A: Yes - collaboration is more immediate and more visual. Instead of talking in abstract terms, we can show possibilities early, which helps clients engage in the creative process rather than react to it later. The key is managing expectations: being clear about what’s exploratory versus what’s production-ready. When that is well managed, AI actually strengthens trust and speeds up decision-making rather than creating confusion.

Q: What parts of the AI process must humans still own?

A: Three things must always stay human-led:

Intent - what the work is trying to say and why; Judgment -  taste, ethics and responsibility to brands, audiences and talent; Accountability - people design the system and sign off the work, so ownership can’t be outsourced to a tool. 
AI can generate and optimise, but responsibility for meaning and impact can’t be automated.

Q: How can AI and innovation deliver real client value?

A: Real value shows up when clients get to better work faster, at scale, without losing control of quality. That might be through faster exploration, smarter versioning or removing friction from repetitive production tasks so budgets can be spent where they matter most - performance, talent and craft. Innovation only matters if it improves outcomes, not just efficiency. Cheaper isn’t the goal, better and more sustainable delivery is.

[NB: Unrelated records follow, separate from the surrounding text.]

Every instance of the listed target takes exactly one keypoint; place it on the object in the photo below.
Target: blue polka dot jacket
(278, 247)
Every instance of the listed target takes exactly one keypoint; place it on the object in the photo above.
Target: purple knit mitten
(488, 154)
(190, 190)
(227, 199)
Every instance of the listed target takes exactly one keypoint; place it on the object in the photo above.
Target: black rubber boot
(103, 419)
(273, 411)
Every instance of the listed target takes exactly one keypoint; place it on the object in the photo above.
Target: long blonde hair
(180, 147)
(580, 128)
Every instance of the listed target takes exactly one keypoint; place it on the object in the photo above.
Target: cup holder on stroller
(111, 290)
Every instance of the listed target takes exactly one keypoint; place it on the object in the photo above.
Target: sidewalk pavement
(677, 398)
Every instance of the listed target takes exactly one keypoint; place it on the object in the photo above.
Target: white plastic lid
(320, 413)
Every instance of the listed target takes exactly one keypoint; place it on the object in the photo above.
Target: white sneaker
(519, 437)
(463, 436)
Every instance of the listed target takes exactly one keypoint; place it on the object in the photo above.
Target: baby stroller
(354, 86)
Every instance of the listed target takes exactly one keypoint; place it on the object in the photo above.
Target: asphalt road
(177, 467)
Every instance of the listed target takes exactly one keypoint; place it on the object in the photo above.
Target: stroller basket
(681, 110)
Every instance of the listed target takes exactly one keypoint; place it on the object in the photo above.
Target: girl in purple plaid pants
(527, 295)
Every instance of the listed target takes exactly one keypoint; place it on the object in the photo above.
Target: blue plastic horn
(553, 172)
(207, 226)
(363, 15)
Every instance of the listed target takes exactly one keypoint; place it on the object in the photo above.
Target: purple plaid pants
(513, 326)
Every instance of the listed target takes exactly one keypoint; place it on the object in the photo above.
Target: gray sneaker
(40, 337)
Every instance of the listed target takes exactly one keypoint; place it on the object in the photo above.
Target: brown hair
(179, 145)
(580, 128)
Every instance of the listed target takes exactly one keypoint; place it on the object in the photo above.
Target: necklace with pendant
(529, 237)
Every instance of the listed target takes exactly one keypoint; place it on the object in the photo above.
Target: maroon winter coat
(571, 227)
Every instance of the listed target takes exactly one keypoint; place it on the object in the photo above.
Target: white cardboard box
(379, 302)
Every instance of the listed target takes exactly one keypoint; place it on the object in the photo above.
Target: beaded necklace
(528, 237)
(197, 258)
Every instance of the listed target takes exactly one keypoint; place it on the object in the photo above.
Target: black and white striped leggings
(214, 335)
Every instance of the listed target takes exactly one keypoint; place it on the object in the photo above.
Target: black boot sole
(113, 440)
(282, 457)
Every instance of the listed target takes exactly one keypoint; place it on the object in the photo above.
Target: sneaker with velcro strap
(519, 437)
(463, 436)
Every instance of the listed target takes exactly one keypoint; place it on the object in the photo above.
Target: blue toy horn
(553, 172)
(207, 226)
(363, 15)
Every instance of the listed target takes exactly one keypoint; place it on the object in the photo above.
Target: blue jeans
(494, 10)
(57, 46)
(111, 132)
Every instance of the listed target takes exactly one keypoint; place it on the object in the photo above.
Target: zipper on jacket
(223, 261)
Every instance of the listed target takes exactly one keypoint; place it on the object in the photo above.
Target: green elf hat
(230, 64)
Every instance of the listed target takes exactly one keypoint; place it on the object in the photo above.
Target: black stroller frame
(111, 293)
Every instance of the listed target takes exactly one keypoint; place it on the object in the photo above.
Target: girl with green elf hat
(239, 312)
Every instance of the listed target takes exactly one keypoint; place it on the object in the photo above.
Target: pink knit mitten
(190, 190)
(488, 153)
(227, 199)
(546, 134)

Q: What does innovation look like when it’s truly solving a client problem?

A: It rarely looks flashy. The most meaningful innovation tends to be invisible - better workflows, clearer handovers, smarter review cycles and hybrid processes that let teams move quickly without breaking quality or trust. When creatives feel less constrained by process and clients feel more confident in delivery, that’s when innovation is actually doing its job.

Q: With so many tools out there, how do you decide what to use?

A: We start with the problem, not the tool. Then we test whether something holds up under real production pressure, respects IP and data boundaries and fits into an end-to-end workflow rather than becoming a disconnected experiment. Tools earn their place by improving quality, speed or reliability in a way we can scale responsibly. Everything else stays in the sandbox.

Q: AI evolves so quickly. How do you stay on top of it?

A: By staying close enough to understand what’s real, without getting swept up in the hype. We run controlled pilots, learn where things break and bring legal, tech and creative perspectives into the same room early. Having lived through multiple tech waves, I focus less on novelty and more on what consistently helps teams deliver better work for clients.

Q: What excites you most about where creative technology is heading?

A: The barriers to making high-quality work are falling, which shifts the focus back to taste, originality and responsibility. The opportunity now is to build teams and pipelines that combine deep craft with flexible, AI-enabled workflows. The exciting part isn’t replacing people -  it’s removing friction so people can spend more time on the creative decisions that actually matter.

Q: What role do you see the Innovation Lab playing in the future of brand storytelling?

A: The Lab should be the bridge between experimentation and real-world delivery. Its role is to test new tools safely, understand their limits, and turn what works into repeatable, trusted workflows for brands operating at scale. When it’s working well, innovation stops being a side project and becomes part of how better stories are told - faster, more reliably, and with greater confidence from clients.